One of the objectives of the Digital Skills Development Program, developed by the Ministry of Digital Affairs, is that by 2030, 29% of people employed in the ICT market will be women. Greater inclusion of women in this market is important not only from the perspective of gender equality, but also due to the deepening deficit of skilled workers.

“The program introduces a number of different changes and improvements so that digital skills can grow. It is a well-written and well-managed program. However, one thing that we proposed in our report, which could be somewhat groundbreaking and which is missing in the program and policy, is the creation of a unit responsible for periodic evaluation, recommendations, and training of public administration representatives, and importantly, in a forward-looking perspective. For example, in the context of the opportunities and threats that lie ahead over the next four years, in terms of raising awareness and security in the context of quantum cryptography. This is a very important change that we face,” says Kamila Pendyk. “A number of actions should be taken to increase competencies in the field of cybersecurity, especially when it comes to legal aspects, because remember, in October of this year, the NIS 2 directive comes into force and I believe we are not prepared to implement it.”

NIS2 aims to build greater business resilience to cyberattacks. As of October 17th, public and private entities classified as medium-sized companies will be covered by new regulations regarding cybersecurity. This also applies to smaller companies that will meet the criteria indicating their key role for the economy or society.

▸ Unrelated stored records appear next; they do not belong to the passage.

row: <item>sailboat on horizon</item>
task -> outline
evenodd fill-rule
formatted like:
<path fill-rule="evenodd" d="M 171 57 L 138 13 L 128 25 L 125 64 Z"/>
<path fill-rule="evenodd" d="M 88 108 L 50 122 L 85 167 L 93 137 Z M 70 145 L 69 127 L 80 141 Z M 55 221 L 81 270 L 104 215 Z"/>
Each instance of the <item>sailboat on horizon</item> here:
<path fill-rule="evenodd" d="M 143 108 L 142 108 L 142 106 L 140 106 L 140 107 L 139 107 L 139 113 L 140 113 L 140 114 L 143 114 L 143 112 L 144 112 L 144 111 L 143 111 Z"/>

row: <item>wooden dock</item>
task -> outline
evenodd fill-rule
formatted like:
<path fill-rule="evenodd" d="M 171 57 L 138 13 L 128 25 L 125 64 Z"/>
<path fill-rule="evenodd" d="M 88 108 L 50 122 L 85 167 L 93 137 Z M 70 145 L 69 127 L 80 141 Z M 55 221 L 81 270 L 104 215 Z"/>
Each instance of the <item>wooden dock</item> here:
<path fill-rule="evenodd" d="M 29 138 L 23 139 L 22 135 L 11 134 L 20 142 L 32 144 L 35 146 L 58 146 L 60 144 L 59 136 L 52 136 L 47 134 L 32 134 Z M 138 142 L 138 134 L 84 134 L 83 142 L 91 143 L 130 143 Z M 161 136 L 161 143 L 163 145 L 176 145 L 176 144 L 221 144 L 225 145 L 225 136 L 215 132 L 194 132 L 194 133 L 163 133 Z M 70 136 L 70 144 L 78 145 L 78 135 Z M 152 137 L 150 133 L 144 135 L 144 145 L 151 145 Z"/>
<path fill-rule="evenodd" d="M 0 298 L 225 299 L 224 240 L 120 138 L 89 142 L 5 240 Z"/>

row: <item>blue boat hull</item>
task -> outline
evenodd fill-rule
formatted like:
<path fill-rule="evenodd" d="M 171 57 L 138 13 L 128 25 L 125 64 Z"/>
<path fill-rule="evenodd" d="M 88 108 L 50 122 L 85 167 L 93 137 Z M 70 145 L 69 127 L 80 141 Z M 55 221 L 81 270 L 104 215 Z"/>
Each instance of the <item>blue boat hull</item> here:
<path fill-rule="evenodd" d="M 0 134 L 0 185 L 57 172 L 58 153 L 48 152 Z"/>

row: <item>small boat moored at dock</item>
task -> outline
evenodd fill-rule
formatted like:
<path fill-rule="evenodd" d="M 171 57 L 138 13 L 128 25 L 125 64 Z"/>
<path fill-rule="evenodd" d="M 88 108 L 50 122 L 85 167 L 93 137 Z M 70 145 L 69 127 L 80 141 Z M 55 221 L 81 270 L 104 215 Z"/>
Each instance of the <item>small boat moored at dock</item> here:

The directive imposes on these entities, among others, the obligation to analyze risk and measures to manage it, prepare IT systems security policy and incident management, a business continuity plan, and crisis management. Cybersecurity will thus become a significant pillar of company operations.

“The war in Ukraine has caused a huge increase in the need to hire cybersecurity specialists in our market and currently, in Poland, there is a shortage of about 10,000 such workers. A government training program is necessary, which could train high-class cybersecurity specialists and even encourage career switching and entering this market,” the expert assesses.